October 13, 2017Ferdosa Abdi

Starring Domhnall Gleeson as A.A. Milne, the playwright behind Winnie-the-Pooh, Goodbye Christopher Robin is a touching British drama that follows a young Milne as he grapples with post-war anxieties and writer's block, eventually finding creative inspiration from his interactions with his son, Christopher Robin.

Gleeson is spectacular as Milne, the soldier who returns to London feeling disenchanted and suffering from the traumatic aftereffects of World War I. Milne — or "Blue," as he's known to his friends — returns home to a society that holds little regard for what the war represented and, even worse, seems utterly oblivious to how terrible it actually was. Unable to continue penning comedies and pandering to the elite, Blue yearns to write something that will actually make a difference. He and his wife, Daphne (Margot Robbie), decide to have a child to lift them from their rut, but little do they realize the impact he will one day have on the world.

Initially, Christopher Robin Milne — aka "Billy Moon" — is left largely in the care of his nanny, Olive (Kelly Macdonald). Yet, despite the great distance this creates between Billy Moon and his parents, he grows into an adorable, precocious and loving little boy (Will Tilston). After Blue moves his family out of the city, Billy Moon's imagination is nurtured and cherished by Olive at the Milnes' new home in the country, which sits on the edge of a beautiful English forest, soon to be the home of Winnie and his odd assortment of animal friends. And after circumstances force Blue into caring for his son alone, the two finally begin to forge a real connection.

As for Daphne, the film depicts her as a less-than-ideal mother, but she nonetheless plays a vital role in instilling a great sense of imagination in her son. However, the story is ultimately about the bond between father and son, and the great joys that go along with having a child. The movie can also be taken as a lesson on how important it is for children to feel loved and to be given space to let their imaginations flourish. It is also a lesson on how not to exploit your child, and as the story progresses, it becomes less about Winnie — or Billy Moon, for that matter — but rather the importance of being a family and being aware of each other's feelings and needs.

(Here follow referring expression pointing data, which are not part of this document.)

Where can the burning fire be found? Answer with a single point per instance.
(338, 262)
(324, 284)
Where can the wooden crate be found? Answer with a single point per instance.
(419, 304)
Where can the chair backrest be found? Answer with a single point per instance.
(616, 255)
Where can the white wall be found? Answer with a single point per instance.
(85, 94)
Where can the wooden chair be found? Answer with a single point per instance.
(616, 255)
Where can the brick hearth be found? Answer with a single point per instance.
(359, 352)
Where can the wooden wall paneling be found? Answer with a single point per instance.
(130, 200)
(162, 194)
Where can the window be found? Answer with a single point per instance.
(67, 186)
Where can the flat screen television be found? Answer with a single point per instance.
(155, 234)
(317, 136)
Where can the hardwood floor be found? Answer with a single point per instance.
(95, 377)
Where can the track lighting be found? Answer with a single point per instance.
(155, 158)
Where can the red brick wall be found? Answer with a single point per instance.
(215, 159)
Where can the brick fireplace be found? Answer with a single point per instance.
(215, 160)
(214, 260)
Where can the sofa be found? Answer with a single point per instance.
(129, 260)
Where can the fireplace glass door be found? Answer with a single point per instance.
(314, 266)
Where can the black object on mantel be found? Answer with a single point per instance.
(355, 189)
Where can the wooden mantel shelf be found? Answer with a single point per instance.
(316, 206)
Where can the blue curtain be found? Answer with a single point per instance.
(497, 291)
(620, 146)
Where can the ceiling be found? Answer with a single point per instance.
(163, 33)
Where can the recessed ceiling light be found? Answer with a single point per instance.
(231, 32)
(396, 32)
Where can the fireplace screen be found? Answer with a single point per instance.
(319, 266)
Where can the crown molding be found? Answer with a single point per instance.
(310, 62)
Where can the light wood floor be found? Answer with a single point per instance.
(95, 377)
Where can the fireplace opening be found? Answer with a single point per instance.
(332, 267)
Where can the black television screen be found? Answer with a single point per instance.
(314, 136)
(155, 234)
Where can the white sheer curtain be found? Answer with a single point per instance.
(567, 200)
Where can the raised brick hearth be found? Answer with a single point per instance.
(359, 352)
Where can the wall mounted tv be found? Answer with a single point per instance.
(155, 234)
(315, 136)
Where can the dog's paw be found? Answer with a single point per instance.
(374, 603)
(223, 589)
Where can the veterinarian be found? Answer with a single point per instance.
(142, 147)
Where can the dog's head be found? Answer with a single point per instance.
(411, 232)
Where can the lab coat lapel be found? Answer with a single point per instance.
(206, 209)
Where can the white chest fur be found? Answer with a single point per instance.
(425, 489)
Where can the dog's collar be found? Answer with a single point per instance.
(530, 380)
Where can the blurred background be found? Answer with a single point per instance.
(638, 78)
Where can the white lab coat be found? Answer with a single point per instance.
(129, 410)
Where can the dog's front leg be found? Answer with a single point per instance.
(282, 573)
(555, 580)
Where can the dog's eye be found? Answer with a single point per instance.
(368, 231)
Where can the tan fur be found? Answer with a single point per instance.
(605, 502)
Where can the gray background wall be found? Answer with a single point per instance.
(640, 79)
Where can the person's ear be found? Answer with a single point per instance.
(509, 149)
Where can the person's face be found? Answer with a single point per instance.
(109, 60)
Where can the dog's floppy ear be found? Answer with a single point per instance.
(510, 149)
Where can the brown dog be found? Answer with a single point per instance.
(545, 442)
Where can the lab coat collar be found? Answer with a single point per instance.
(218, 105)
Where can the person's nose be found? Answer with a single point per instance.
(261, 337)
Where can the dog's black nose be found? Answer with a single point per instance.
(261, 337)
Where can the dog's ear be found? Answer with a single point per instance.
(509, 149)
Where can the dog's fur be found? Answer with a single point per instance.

The result is a beautifully crafted film about one man's struggle to find purpose after living in darkness. We follow Blue for most of the movie, as he grapples with how to put his life together after the war, but once his son enters the narrative, the story becomes about the two of them. The perspective shifts between Blue and Billy Moon, especially when Winnie becomes more of a factor, and the film is at its best when we see how his parents, Winnie and fame has affected the younger Milne. However, Goodbye Christopher Robin falters in its third act, when it fails to pass the narrative perspective to a teenage Billy Moon (Alex Lawther), who rejects both his father and Winnie.

Research into Christopher Robin's real life shows he had a difficult journey growing up, especially when the world seemed to have invaded his childhood. In this respect, director Simon Curtis and screenwriters Frank Cottrell Boyce and Simon Vaughan could have perhaps adjusted the story's pacing or even added some scenes to the movie’s third act to include Christopher Robin’s perspective. As it stands, things end rather abruptly. Yet, despite these hiccups, the overall film is rather good, and proves to be a fascinating story for Winnie-the-Pooh fans everywhere.

Goodbye Christopher Robin releases October 13th, 2017 from Fox Searchlight Pictures. The film has an MPAA rating of PG for thematic elements, some bullying, war images and brief language. Its runtime is 1 hr. 47 min.